# Any Italians out there who can help with a word?



## Gargh (Nov 29, 2014)

I have a scratching at the back of my head that says that one of the conjugations of the Italian _scaldare _is used as slang for a naughty child; as in, one that heats things up. I can't remember which, but I'd like to use it. I _think_ it might be scaldino or scaldini but I'm not sure and I am awful with foreign languages. 

I have had as much of a poke around the internet as my lack of information to go on will permit me.  Has anyone else heard this or have any particular knowledge of its use?

Thanks


----------



## Bloggsworth (Nov 29, 2014)

I scold him. I scold her - _Mi lo sgridare. Mi lei sgridare_ would, I believe, be correct.


----------



## Gargh (Nov 29, 2014)

My recollection of it is that it is flung as a single name/label rather than a properly worded admonishment, more like we might use firecracker. 

Almost


----------



## Riis Marshall (Nov 30, 2014)

Hello Gargh

Any time you're stuck for a word in Italian, 'prego' seems to get the job done.

All the best with your writing.

Warmest regards
Riis


----------



## Apex (Dec 4, 2014)

Foreign languages words can slow, even stop a reader. Many well written works avoid using them. It has been found to tint a characters speech is better: "So now you a big shot." "I no say I'm a big shot. Lue, he is a big shot."


----------



## Bloggsworth (Dec 4, 2014)

You could try any of these 3, though Canaglia would seem to suit best: _monello, canaglia, peste._


----------



## Gargh (Dec 4, 2014)

Riis Marshall said:


> Any time you're stuck for a word in Italian, 'prego' seems to get the job done.



It travels many miles, that's true, but not very characterful!



Apex said:


> Foreign languages words can slow, even stop a reader. Many well written works avoid using them. It has been found to tint a characters speech is better: "So now you a big shot." "I no say I'm a big shot. Lue, he is a big shot."

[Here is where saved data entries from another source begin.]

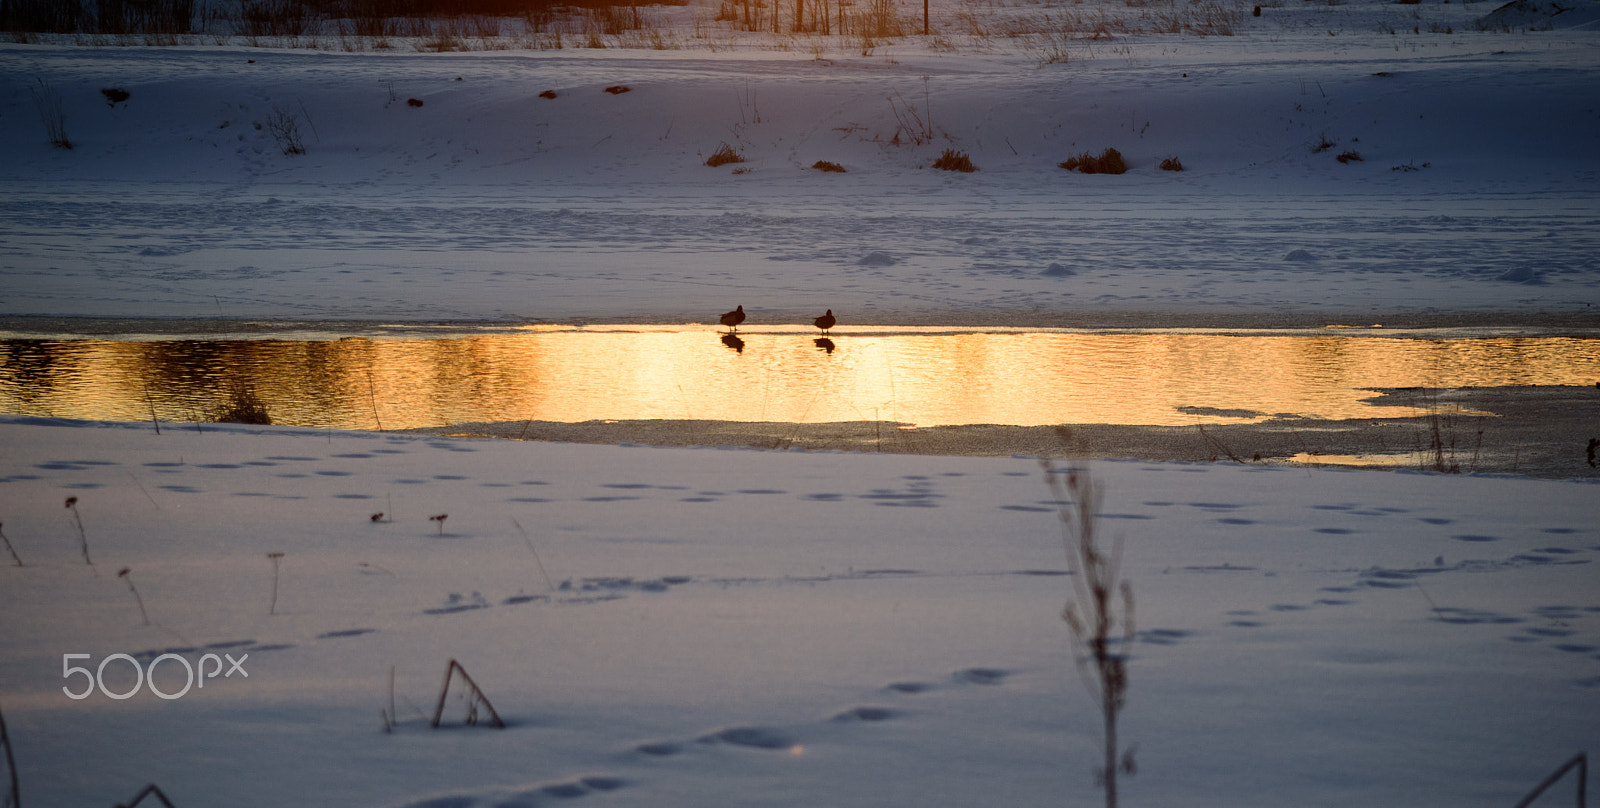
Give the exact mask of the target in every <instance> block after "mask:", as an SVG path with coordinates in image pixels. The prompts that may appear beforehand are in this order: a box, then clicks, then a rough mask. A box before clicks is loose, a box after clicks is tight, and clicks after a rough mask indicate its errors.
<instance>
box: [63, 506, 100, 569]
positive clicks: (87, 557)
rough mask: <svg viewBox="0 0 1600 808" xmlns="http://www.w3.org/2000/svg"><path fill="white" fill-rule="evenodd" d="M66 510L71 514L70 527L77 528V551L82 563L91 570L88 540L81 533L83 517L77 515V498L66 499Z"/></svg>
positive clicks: (84, 534) (82, 531) (77, 506)
mask: <svg viewBox="0 0 1600 808" xmlns="http://www.w3.org/2000/svg"><path fill="white" fill-rule="evenodd" d="M67 510H70V512H72V526H75V528H78V549H80V550H82V552H83V563H86V565H88V566H90V568H93V566H94V562H91V560H90V538H88V534H86V533H85V531H83V517H82V515H80V514H78V498H75V496H69V498H67Z"/></svg>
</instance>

Cheers. My character is ex-pat and just has a few leftover slang words that have never quite translated. I think it tells the reader more about them than trying to alter all the dialogue to reflect their accent. 



Bloggsworth said:


> You could try any of these 3, though Canaglia would seem to suit best: _monello, canaglia, peste._



I like canaglia! You've got to really want to say it. I'll try that, but I'm going to keep digging around for my original query too. I'll end up one of those crazy people at Christmas parties that everyone avoids. No Italian will be safe from my questioning! I've a feeling it may be many years before I get the answer I'm after though -- you know what Italian's like: I probably picked it up from some dialect only ever spoken by three families living on a tidal island during a harvest moon -- so at least I have something else to use in the interim. Thank you!


----------



## garza (Dec 21, 2014)

I don't know if it's proper Italian, but I've heard my sister say to my nephew Vincente, 'eh, fasti - andare divolo.' She used a lot of Sicilian expressions picked up from her husband, Salvatore. He was a musician and not exactly a scholar, so I offer the expression here for what it's worth. However I have heard 'fasti' used often by others so I believe it's a common bit of slang that means something like a pest or nuisance.


----------



## Gargh (Dec 22, 2014)

garza said:


> I don't know if it's proper Italian, but I've heard my sister say to my nephew Vincente, 'eh, fasti - andare divolo.' She used a lot of Sicilian expressions picked up from her husband, Salvatore. He was a musician and not exactly a scholar, so I offer the expression here for what it's worth. However I have heard 'fasti' used often by others so I believe it's a common bit of slang that means something like a pest or nuisance.



That's interesting, the literal translation of 'fasti' comes up loosely as 'splendour' or 'magnificence' so I'm guessing it's originally sarcastic. Like Brit-English speakers calling someone 'Your Majesty' perhaps? The latter's 'go to hell' but I can't use that, it's a children's book!


----------



## garza (Dec 26, 2014)

My sister is fluent in sarcasm.


----------



## OzzieMandrill (Feb 5, 2015)

Gargh said:


> I have a scratching at the back of my head that says that one of the conjugations of the Italian _scaldare _is used as slang for a naughty child; as in, one that heats things up. I can't remember which, but I'd like to use it. I _think_ it might be scaldino or scaldini but I'm not sure and I am awful with foreign languages.
> 
> I have had as much of a poke around the internet as my lack of information to go on will permit me.  Has anyone else heard this or have any particular knowledge of its use?
> 
> Thanks



Here's your italian guy :biggrin:

I don't know if it's the word you're looking for, but here in tuscany we use the term _fumino _(which may be an adjective, like in this case, or the third-person plural of the present subjunctive of the italian verb _fumare - _to smoke, in english) to describe someone, not necessarily a child, who tends to become angry or upset very easily.

Hope I've been clear enough, but feel free to ask anything if you need :biggrin:.


----------